By Dennis Palumbo
From the pages of medical journals to feature stories on the network news, there's been a swell of media coverage the past few years concerning "the teenage brain."
Despite sounding like the title of Hollywood's latest horror-movie blockbuster, the phrase actually refers to recent neurological research on adolescent brain chemistry. To the surprise of practically no one not wearing a lab coat, it's finally been demonstrated scientifically that the teenage brain is different from that of a mature adult.
According to the data, these differences explain the average teen's inclination to stay up late, sleep until noon, and exhibit extreme mood swings (for example, from sullen and defiant to really sullen and defiant). Some researchers have even blamed these brain differences for the adolescent's devotion to high-decibel music, insistence on low-decibel mumbling, and willingness to stand in line for hours to see the midnight showing of Watchmen.
As soon as these results made national headlines, the usual social pundits weighed in: this new research, they claimed, clearly suggested that we should ban teen driving and even raise the voting age. After all, we now had proof positive that today's teens are simply too erratic to be entrusted with such responsibilities.
This may be. But what about the mid-life brain? Perhaps the next time we embark on exhaustive, heavily-funded research into what's inside the human skull, we should focus our efforts on the average middle-aged person. Because if my friends and I are at all representative, I'd argue that whatever's going on in our collective brains is equally suspect.
Though not without good reason. We're in the middle of an economic melt-down, deluged with more-bad-news-updates constantly by the media. Not to mention the Middle East crisis, global warming, and daily bulletins about the life and travails of the OctoMom. Most adults I know are over-worked, over-stressed and generally overwhelmed by their ongoing struggles with careers, child-rearing, and relationships. They're forgetful, obsessed with their health (popping pills to an extent no teenager would even contemplate), envious of their neighbors and always---always---sleep-deprived.
Frankly, even on a good day, our brains are nothing to write home about. It's everything we can do to keep our complicated, must-have Starbucks coffee orders straight in our heads.
I think it's too easy to blame all this on brain chemistry. The truth is, life is hard, no matter how old you are. Whether you're worried about making the track team or paying the mortgage; about fitting in with the cool kids or impressing your new boss, it's all about trying to cope.
Granted, your average teen's coping mechanisms rarely extend beyond junk food and video games.
But are adults' choices any better? Addicted to Internet porn, Gray's Anatomy, Tom Clancy novels and golf. Fretting over who just got voted off Dancing with the Stars. Running from yoga class to a "Parents Without Partners" meeting to the latest Donald Trump get-rich-quick seminar.

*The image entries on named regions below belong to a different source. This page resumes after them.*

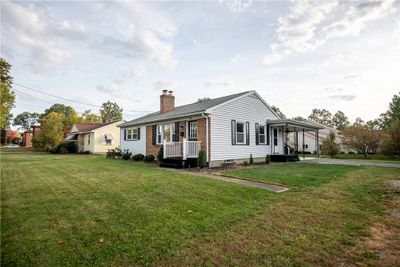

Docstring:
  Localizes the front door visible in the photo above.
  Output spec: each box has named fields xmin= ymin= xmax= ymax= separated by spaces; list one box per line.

xmin=272 ymin=128 xmax=281 ymax=154
xmin=188 ymin=121 xmax=198 ymax=141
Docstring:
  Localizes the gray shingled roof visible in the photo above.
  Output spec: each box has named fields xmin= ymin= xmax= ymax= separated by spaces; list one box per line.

xmin=118 ymin=91 xmax=250 ymax=127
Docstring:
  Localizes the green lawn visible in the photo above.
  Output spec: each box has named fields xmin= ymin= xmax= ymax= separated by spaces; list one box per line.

xmin=1 ymin=153 xmax=400 ymax=266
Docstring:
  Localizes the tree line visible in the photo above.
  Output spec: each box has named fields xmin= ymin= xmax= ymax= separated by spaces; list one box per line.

xmin=0 ymin=58 xmax=122 ymax=148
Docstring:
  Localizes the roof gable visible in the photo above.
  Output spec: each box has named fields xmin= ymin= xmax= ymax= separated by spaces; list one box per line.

xmin=118 ymin=91 xmax=251 ymax=127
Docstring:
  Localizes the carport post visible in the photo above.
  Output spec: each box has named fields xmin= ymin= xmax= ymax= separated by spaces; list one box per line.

xmin=303 ymin=128 xmax=306 ymax=159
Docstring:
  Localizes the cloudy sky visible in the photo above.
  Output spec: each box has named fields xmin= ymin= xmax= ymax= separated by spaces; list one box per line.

xmin=1 ymin=0 xmax=400 ymax=120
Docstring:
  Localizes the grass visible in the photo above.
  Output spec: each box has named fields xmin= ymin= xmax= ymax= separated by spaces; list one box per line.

xmin=1 ymin=153 xmax=400 ymax=266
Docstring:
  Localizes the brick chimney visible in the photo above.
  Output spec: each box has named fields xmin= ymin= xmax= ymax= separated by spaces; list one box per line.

xmin=160 ymin=90 xmax=175 ymax=114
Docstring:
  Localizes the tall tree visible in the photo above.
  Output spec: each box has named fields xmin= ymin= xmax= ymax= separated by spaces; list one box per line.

xmin=100 ymin=101 xmax=122 ymax=123
xmin=81 ymin=109 xmax=101 ymax=123
xmin=382 ymin=119 xmax=400 ymax=156
xmin=35 ymin=111 xmax=66 ymax=149
xmin=332 ymin=110 xmax=350 ymax=130
xmin=322 ymin=131 xmax=340 ymax=158
xmin=0 ymin=58 xmax=15 ymax=129
xmin=271 ymin=106 xmax=286 ymax=119
xmin=13 ymin=111 xmax=39 ymax=130
xmin=343 ymin=118 xmax=383 ymax=158
xmin=379 ymin=92 xmax=400 ymax=128
xmin=308 ymin=108 xmax=333 ymax=126
xmin=40 ymin=103 xmax=79 ymax=133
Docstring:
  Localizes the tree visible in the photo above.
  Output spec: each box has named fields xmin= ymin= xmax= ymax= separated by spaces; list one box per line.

xmin=80 ymin=109 xmax=101 ymax=123
xmin=13 ymin=111 xmax=39 ymax=130
xmin=271 ymin=106 xmax=286 ymax=119
xmin=197 ymin=97 xmax=211 ymax=103
xmin=379 ymin=93 xmax=400 ymax=129
xmin=382 ymin=119 xmax=400 ymax=156
xmin=0 ymin=58 xmax=15 ymax=129
xmin=322 ymin=131 xmax=340 ymax=158
xmin=332 ymin=110 xmax=350 ymax=131
xmin=292 ymin=116 xmax=306 ymax=121
xmin=343 ymin=120 xmax=383 ymax=158
xmin=36 ymin=111 xmax=66 ymax=149
xmin=40 ymin=103 xmax=79 ymax=133
xmin=100 ymin=101 xmax=122 ymax=123
xmin=308 ymin=108 xmax=333 ymax=126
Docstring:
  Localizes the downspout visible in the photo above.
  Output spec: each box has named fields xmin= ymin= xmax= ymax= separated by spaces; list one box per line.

xmin=201 ymin=113 xmax=210 ymax=164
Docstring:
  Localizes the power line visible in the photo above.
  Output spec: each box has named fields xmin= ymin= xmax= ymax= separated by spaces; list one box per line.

xmin=13 ymin=82 xmax=150 ymax=113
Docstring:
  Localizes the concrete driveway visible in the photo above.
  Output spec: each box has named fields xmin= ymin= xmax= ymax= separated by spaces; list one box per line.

xmin=300 ymin=158 xmax=400 ymax=168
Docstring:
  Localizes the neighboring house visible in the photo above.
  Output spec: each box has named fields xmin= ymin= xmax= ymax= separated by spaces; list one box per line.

xmin=288 ymin=121 xmax=348 ymax=154
xmin=65 ymin=121 xmax=121 ymax=154
xmin=118 ymin=90 xmax=319 ymax=167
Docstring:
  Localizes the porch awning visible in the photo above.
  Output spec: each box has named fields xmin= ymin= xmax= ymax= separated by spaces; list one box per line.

xmin=267 ymin=119 xmax=323 ymax=132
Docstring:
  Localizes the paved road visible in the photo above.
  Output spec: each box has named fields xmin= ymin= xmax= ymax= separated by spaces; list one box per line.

xmin=300 ymin=158 xmax=400 ymax=168
xmin=171 ymin=169 xmax=289 ymax=193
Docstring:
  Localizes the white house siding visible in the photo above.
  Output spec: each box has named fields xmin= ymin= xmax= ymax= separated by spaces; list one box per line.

xmin=120 ymin=126 xmax=146 ymax=155
xmin=210 ymin=94 xmax=282 ymax=166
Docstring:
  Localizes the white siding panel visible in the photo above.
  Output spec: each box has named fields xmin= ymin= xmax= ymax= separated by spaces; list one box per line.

xmin=210 ymin=94 xmax=277 ymax=161
xmin=120 ymin=126 xmax=146 ymax=155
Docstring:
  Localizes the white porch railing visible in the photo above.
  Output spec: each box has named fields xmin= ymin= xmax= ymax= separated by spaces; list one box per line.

xmin=163 ymin=139 xmax=201 ymax=159
xmin=183 ymin=141 xmax=201 ymax=158
xmin=163 ymin=140 xmax=182 ymax=158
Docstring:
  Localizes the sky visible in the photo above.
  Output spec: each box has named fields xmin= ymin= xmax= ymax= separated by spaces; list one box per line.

xmin=0 ymin=0 xmax=400 ymax=120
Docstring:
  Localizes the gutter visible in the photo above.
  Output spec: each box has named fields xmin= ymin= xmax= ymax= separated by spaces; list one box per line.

xmin=201 ymin=113 xmax=210 ymax=163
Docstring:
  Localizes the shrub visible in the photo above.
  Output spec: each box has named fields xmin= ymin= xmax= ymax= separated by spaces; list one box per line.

xmin=144 ymin=154 xmax=155 ymax=162
xmin=122 ymin=149 xmax=132 ymax=160
xmin=197 ymin=149 xmax=207 ymax=168
xmin=132 ymin=154 xmax=144 ymax=161
xmin=265 ymin=155 xmax=271 ymax=164
xmin=157 ymin=146 xmax=164 ymax=162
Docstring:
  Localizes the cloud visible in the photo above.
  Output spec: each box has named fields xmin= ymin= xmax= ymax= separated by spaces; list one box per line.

xmin=231 ymin=54 xmax=247 ymax=63
xmin=343 ymin=74 xmax=358 ymax=80
xmin=323 ymin=1 xmax=396 ymax=38
xmin=263 ymin=0 xmax=397 ymax=64
xmin=329 ymin=95 xmax=356 ymax=101
xmin=2 ymin=2 xmax=86 ymax=72
xmin=204 ymin=81 xmax=233 ymax=87
xmin=220 ymin=0 xmax=253 ymax=13
xmin=153 ymin=81 xmax=177 ymax=91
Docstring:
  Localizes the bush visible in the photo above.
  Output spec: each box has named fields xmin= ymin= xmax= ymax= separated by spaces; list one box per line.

xmin=132 ymin=154 xmax=144 ymax=161
xmin=157 ymin=146 xmax=164 ymax=162
xmin=197 ymin=149 xmax=207 ymax=168
xmin=265 ymin=155 xmax=271 ymax=164
xmin=144 ymin=154 xmax=155 ymax=162
xmin=122 ymin=149 xmax=132 ymax=160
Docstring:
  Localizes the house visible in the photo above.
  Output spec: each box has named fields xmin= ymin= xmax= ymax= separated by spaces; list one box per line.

xmin=65 ymin=121 xmax=121 ymax=154
xmin=288 ymin=121 xmax=348 ymax=154
xmin=21 ymin=130 xmax=33 ymax=147
xmin=118 ymin=90 xmax=319 ymax=167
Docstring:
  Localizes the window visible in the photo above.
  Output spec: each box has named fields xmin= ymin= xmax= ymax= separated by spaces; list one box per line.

xmin=126 ymin=128 xmax=139 ymax=140
xmin=236 ymin=122 xmax=245 ymax=144
xmin=189 ymin=121 xmax=197 ymax=140
xmin=258 ymin=125 xmax=266 ymax=144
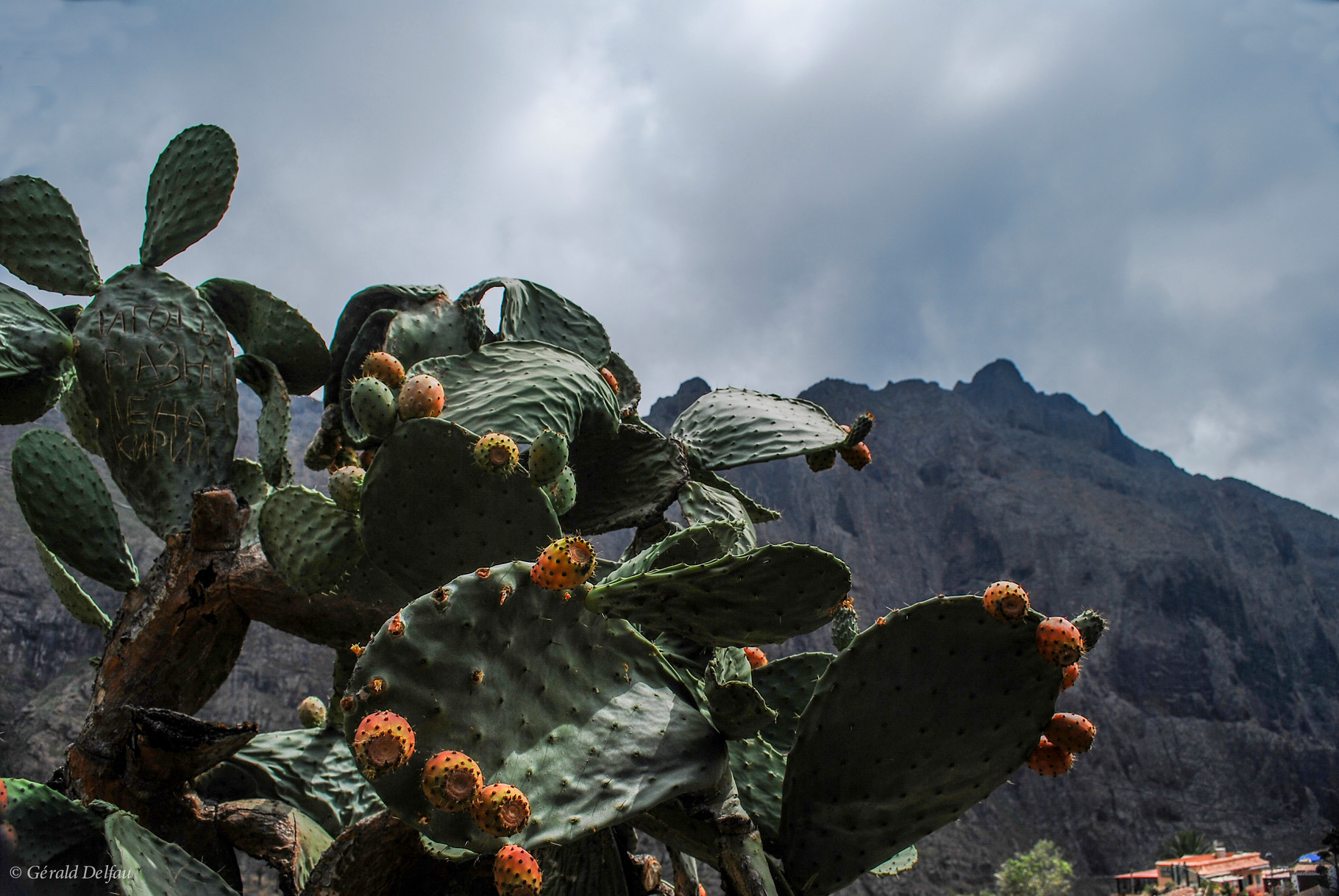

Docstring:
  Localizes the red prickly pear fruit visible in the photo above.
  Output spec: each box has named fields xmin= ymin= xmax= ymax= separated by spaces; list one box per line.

xmin=422 ymin=750 xmax=483 ymax=811
xmin=361 ymin=351 xmax=405 ymax=388
xmin=1027 ymin=736 xmax=1074 ymax=778
xmin=530 ymin=536 xmax=594 ymax=591
xmin=297 ymin=697 xmax=325 ymax=728
xmin=1037 ymin=616 xmax=1083 ymax=666
xmin=470 ymin=783 xmax=530 ymax=837
xmin=1045 ymin=713 xmax=1097 ymax=753
xmin=981 ymin=581 xmax=1030 ymax=623
xmin=353 ymin=710 xmax=413 ymax=781
xmin=474 ymin=433 xmax=521 ymax=473
xmin=805 ymin=449 xmax=837 ymax=473
xmin=399 ymin=374 xmax=446 ymax=421
xmin=331 ymin=466 xmax=366 ymax=513
xmin=493 ymin=845 xmax=544 ymax=896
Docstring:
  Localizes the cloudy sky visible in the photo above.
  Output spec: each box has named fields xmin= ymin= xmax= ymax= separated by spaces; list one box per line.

xmin=0 ymin=0 xmax=1339 ymax=513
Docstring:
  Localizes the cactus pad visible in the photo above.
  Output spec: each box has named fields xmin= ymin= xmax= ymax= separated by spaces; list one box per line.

And, amidst all this, compulsively checking e-mails and sending text messages on their cellphones (while nursing fantasies of winning the Lottery or running off to Tahiti with the office manager).
Let's face it, teens have just two basic goals: having sex and getting into a good college. Both pretty laudable and straightforward aims, especially when compared with the confusing and relentless demands of contemporary life with which adults have to contend. It's no wonder, then, that at the end of a hard day, most adults just want to collapse on the sofa and channel-surf.
Sartre once said that the state of man is incomprehension and rage. Okay, maybe he was a bit of a Gloomy Gus. But isn't the bewilderment and struggle to which he alludes true at times for all of us, particularly at certain crucial stages in our life?
As a psychotherapist, I see daily the unfortunate consequences of assigning a diagnostic label to practically every kind of behavior under the sun. Instead, we need to remember that people are too complex to fit neatly into categories.
And that includes teenage people.
In fact, before we start debating whether teens should be allowed to drive and vote, we'd better be able to defend letting us adults do so. It's not as if our record in either of these endeavors is anything to brag about. (Okay, we got one right with Obama, but still...)
My point is, I think we should give kids a break. They're not responsible for the way their brains develop, any more than they are for the world in which they have to grow up.
If anything, the latter is a result of brains much older, and supposedly wiser, than theirs.